An experimental new type inference scheme for Rust
9 July 2014
While on vacation, I’ve been working on an alternate type inference scheme for rustc. (Actually, I got it 99% working on the plane, and have been slowly poking at it ever since.) This scheme simplifies the code of the type inferencer dramatically and (I think) helps to meet our intutions (as I will explain). It is however somewhat less flexible than the existing inference scheme, though all of rustc and all the libraries compile without any changes. The scheme will (I believe) make it much simpler to implement to proper one-way matching for traits (explained later).
Note: Changing the type inference scheme doesn’t really mean much to end users. Roughly the same set of Rust code still compiles. So this post is really mostly of interest to rustc implementors.
The new scheme in a nutshell
The new scheme is fairly simple. It is based on the observation that
most subtyping in Rust arises from lifetimes (though the scheme is
extensible to other possible kinds of subtyping, e.g. virtual
structs). It abandons unification and the H-M infrastructure and takes
a different approach: when a type variable V
is first related to
some type T
, we don’t set the value of V
to T
directly. Instead,
we say that V
is equal to some type U
where U
is derived by
replacing all lifetimes in T
with lifetime variables. We then relate
T
and U
appropriately.
Let me give an example. Here are two variables whose type must be inferred:
'a: { // 'a --> name of block's lifetime
let x = 3;
let y = &x;
...
}
Let’s say that the type of x
is $X
and the type of y
is $Y
,
where $X
and $Y
are both inference variables. In that case, the
first assignment generates the constraint that int <: $X
and the
second generates the constraint that &'a $X <: $Y
. To resolve the
first constraint, we would set $X
directly to int
. This is because
there are no lifetimes in the type int
. To resolve the second
constraint, we would set $Y
to &'0 int
– here '0
represents a
fresh lifetime variable. We would then say that &'a int <: &'0 int
,
which in turn implies that '0 <= 'a
. After lifetime inference is
complete, the types of x
and y
would be int
and &'a int
as
expected.
Without unification, you might wonder what happens when two type variables are related that have not yet been associated with any concrete type. This is actually somewhat challenging to engineer, but it certainly does happen. For example, there might be some code like:
let mut x; // type: $X
let mut y = None; // type: Option<$0>
loop {
if y.is_some() {
x = y.unwrap();
...
}
...
}
Here, at the point where we process x = y.unwrap()
, we do not yet
know the values of either $X
or $0
. We can say that the type of
y.unwrap()
will be $0
but we must now process the constrint that
$0 <: $X
. We do this by simply keeping a list of outstanding
constraints. So neither $0
nor $X
would (yet) be assigned a
specific type, but we’d remember that they were related. Then, later,
when either $0
or $X
is set to some specific type T
, we can go
ahead and instantiate the other with U
, where U
is again derived
from T
by replacing all lifetimes with lifetime variables. Then we
can relate T
and U
appropriately.
If we wanted to extend the scheme to handle more kinds of inference beyond lifetimes, it can be done by adding new kinds of inference variables. For example, if we wanted to support subtyping between structs, we might add struct variables.
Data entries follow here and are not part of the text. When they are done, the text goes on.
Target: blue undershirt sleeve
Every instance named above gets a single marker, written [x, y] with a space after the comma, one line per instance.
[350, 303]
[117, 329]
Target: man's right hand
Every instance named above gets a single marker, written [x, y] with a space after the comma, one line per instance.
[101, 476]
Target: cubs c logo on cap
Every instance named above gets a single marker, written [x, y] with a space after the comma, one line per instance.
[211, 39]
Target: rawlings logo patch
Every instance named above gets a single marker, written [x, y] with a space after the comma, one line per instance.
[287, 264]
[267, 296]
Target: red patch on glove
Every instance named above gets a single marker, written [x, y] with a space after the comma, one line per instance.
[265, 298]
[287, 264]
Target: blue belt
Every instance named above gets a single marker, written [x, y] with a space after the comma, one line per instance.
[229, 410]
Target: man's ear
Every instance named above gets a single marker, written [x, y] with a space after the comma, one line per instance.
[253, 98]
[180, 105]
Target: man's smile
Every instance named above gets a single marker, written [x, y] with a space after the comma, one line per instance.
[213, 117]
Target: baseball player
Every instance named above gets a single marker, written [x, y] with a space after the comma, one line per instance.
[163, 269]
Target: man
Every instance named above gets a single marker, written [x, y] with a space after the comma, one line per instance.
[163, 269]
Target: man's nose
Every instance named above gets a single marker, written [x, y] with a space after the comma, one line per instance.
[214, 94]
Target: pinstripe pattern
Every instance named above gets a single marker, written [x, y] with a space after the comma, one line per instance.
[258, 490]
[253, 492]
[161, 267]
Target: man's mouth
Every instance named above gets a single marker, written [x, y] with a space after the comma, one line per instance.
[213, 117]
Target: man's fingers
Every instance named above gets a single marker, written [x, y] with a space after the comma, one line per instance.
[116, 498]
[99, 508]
What advantages does this scheme have to offer?
The primary advantage of this scheme is that it is easier to think about for us compiler engineers. Every type variable is either set – in which case its type is known precisely – or unset – in which case its type is not known at all. In the current scheme, we track a lower- and upper-bound over time. This makes it hard to know just how much is really known about a type. Certainly I know that when I think about inference I still think of the state of a variable as a binary thing, even though I know that really it’s something which evolves.
What prompted me to consider this redesign was the need to support
one-way matching as part of trait resolution. One-way matching is
basically a way of saying: is there any substitution S
such that T <: S(U)
(whereas normal matching searches for a substitution applied
to both sides, like S(T) <: S(U)
).
One-way matching is very complicated to support in the current
inference scheme: after all, if there are type variables that appear
in T
or U
which are partially constrained, we only know bounds
on their eventual type. In practice, these bounds actually tell us a
lot: for example, if a type variable has a lower bound of int
, it
actually tells us that the type variable is int
, since in Rust’s
type system there are no super- of sub-types of int
. However,
encoding this sort of knowledge is rather complex – and ultimately
amounts to precisely the same thing as this new inference scheme.
Another advantage is that there are various places in the Rust’s type
checker whether we query the current state of a type variable and make
decisions as a result. For example, when processing *x
, if the type
of x
is a type variable T
, we would want to know the current state
of T
– is T
known to be something inherent derefable (like &U
or &mut U
) or a struct that must implement the Deref
trait? The
current APIs for doing this bother me because they expose the bounds
of U
– but those bounds can change over time. This seems “risky” to
me, since it’s only sound for us to examine those bounds if we either
(a) freeze the type of T
or (b) are certain that we examine
properties of the bound that will not change. This problem does not
exist in the new inference scheme: anything that might change over
time is abstracted into a new inference variable of its own.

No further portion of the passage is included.